According to Vanessa Honson, Optometrist from UNSW Optometry Clinic, instead of 'colour blindness', it's more accurate to say 'colour deficiency' or 'colour weakness.'

"Colour blindness is typically inherited genetically and carried recessively on the X chromosome. A father can't pass his red-green colour blindness on to his sons. But if a woman is red-green colour blind, all her sons will also be colour blind," Honson told The Huffington Post Australia.

For decades, there have been glasses that claim to help the colour blind. They typically use a pink or reddish-tinted lens that means you're essentially looking through a red or pink pane of glass.

But now there are colour blind glasses that feature sophisticated technology that has had astounding results.

Colour blind artist Daniel Arsham has released a documentary film on the impact colour blindness has had on his art, and how EnChroma glasses dramatically changed his work.

For much of his career, Arsham favoured grey.

Daniel Arsham

But, after using the colour blindness glasses, he unveiled his first exhibition in full colour.

Daniel Arsham
Daniel Arsham's In Colour exhibition was his first showing after using EnChroma glasses.

"Colour blindness doesn't mean that I don't see colour. It means that the range of colour is drastically reduced, especially in low lighting scenarios or at times where you might have colours that are close to each other on the colour spectrum," Arsham told Semaine.

"So what these lenses do is refract the light in a different way so it separates the colours further apart on the colour spectrum. It's not actually curing it; what it's doing is tricking your eye into reading more variation."

EnChroma CEO Andy Schmeder told HuffPost Australia they've created a special patent-pending optical technology ('multi-notch' filtering) that removes small slices of light where the red and green cones in the retina overlap the most for the colour blind.

"The EnChroma glasses were researched through three US National Institute of Health (NIH) research grants and 10 years of R&D and clinical studies using scientific colour vision tests such as the D-15," Schmeder said.

"The glasses enhance the vibrancy and saturation of certain colours and improve colour discrimination, depth and detail perception without distorting the colours the colour blind already see well."

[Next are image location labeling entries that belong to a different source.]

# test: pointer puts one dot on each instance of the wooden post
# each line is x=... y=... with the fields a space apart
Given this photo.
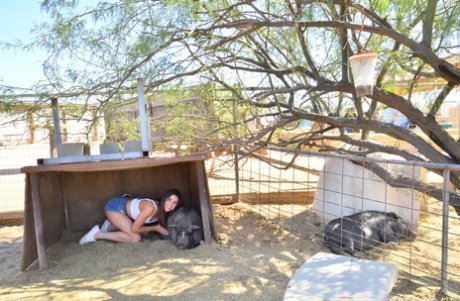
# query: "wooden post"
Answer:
x=57 y=127
x=204 y=202
x=145 y=132
x=39 y=235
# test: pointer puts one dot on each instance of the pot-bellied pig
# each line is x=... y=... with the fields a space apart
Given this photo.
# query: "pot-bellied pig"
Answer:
x=364 y=230
x=185 y=228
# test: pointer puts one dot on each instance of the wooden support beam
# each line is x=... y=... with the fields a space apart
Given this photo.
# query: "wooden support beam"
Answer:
x=39 y=232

This chart shows the difference between the two types of colour blindness.

While the glasses are not a 'cure' for colour blindness, they've been shown to be effective for about four out of five red-green colour blind people.

"We hear from parents who tell us their child is now more confident in school because they can better see the colours in a social studies map or tell the difference when their teacher writes in red, green or purple marker on the board, or that they enjoy doing art more because their classmates don't laugh anymore because they're no longer colouring the sky purple instead of blue," Schmeder said.

The rainbow on the left is how many colour blind people see; the image on the right is through the colour blindness glasses.

To discover whether you are colour blind, you can do the Ishihara test or a simple online colour chart test that analyses your colour blindness in three minutes.